Miraculously, my talented attempts at feigning nonchalance didn’t stop there, “Mmm, great. Yeah. Just…fine. Totally, so fine.” I nodded and tried to smile, but failed dismally when it felt like my face was made of putty and had a mind of its own. God knows what weird expressions it was contorting into right now.
We sat in silence for a second or two, as Jess stared at me with a suspicious look plastered across her face. And then she leaned toward me, slowly and deliberately. “Okay, I’m just going to say it for you then.”
“What?”
“How’s Damien?” The second the words were out of her mouth my sigh of relief was audible and my whole body relaxed.
“So…” All my pseudo nonchalance had left me and I didn’t care. “How is he? How’s he been? What’s he been doing?”
“Honestly…” She hesitated for a moment and I could see she looked very conflicted. Oh God. He’d gotten married. He was lost to me forever. “What the hell, I’m just going to tell you the truth. I’m not going to lie to you or mince my words.”

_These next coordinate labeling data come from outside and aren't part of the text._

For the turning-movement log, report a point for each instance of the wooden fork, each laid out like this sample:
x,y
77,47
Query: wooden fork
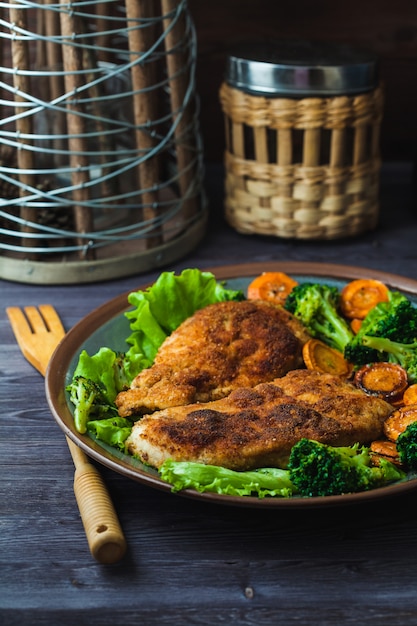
x,y
38,331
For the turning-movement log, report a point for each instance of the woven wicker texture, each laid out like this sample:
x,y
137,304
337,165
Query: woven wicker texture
x,y
305,168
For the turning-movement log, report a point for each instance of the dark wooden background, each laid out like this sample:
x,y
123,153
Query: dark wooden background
x,y
388,27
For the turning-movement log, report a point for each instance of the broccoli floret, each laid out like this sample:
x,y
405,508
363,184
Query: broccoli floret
x,y
405,354
89,400
407,447
395,320
316,306
318,469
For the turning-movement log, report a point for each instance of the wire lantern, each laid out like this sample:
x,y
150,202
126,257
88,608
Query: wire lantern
x,y
101,161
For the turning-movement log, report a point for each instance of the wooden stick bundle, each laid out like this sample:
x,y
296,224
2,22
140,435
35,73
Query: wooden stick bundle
x,y
73,66
144,106
21,82
179,81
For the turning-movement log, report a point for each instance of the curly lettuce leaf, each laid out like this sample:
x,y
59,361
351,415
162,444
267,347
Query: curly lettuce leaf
x,y
157,311
111,370
263,482
161,308
114,431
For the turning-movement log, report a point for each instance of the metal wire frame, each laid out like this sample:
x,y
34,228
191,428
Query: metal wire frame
x,y
100,164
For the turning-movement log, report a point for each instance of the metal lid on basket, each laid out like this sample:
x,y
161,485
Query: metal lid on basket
x,y
301,69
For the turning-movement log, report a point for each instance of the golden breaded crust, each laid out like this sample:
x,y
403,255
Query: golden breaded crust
x,y
257,427
222,347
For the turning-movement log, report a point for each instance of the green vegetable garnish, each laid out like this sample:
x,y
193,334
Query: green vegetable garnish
x,y
263,482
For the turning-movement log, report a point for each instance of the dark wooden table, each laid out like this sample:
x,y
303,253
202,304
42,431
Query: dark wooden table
x,y
191,562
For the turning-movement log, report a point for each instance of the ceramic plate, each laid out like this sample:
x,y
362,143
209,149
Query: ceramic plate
x,y
108,326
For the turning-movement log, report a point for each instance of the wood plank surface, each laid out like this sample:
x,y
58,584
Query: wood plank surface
x,y
190,562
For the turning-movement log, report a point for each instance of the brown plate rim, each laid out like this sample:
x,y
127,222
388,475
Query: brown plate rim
x,y
75,338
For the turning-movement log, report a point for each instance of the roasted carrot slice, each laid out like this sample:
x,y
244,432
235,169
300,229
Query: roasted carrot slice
x,y
319,356
385,380
359,296
410,395
398,421
383,449
271,286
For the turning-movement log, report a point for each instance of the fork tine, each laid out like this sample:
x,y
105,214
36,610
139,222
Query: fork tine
x,y
18,322
36,321
52,319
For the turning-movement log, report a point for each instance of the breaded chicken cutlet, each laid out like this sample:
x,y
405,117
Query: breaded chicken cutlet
x,y
257,427
220,348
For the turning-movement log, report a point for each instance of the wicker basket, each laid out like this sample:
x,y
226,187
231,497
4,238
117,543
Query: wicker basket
x,y
304,168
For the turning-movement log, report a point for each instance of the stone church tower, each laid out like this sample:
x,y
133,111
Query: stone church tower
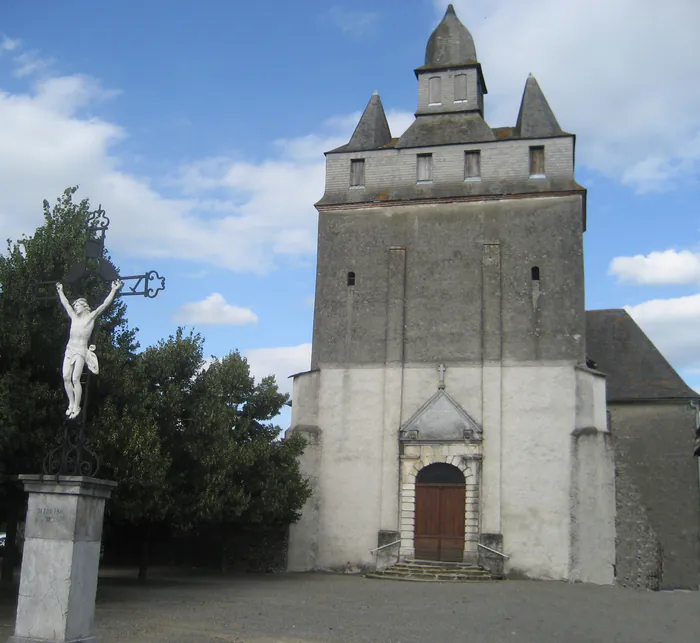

My poor little heart did some funny acrobatic maneuvering in my chest before it settled into the rhythm of a galloping racehorse.
I didn’t want to hear this.
“He’s terrible,” Jess finally said. “I haven’t seen him for about four months, and truthfully I’m a little bit glad. He’s so fucking miserable, he’s become unbearable to be around!”
It took a second to switch gears in my brain. “Really?” The word came flying out, and I mentally kicked myself for seeming so happy and enthusiastic about his misery. “I mean, really?” I tried to sound casual this time, but the giant smile plastered across my face was not helping to convey that sentiment in the slightest.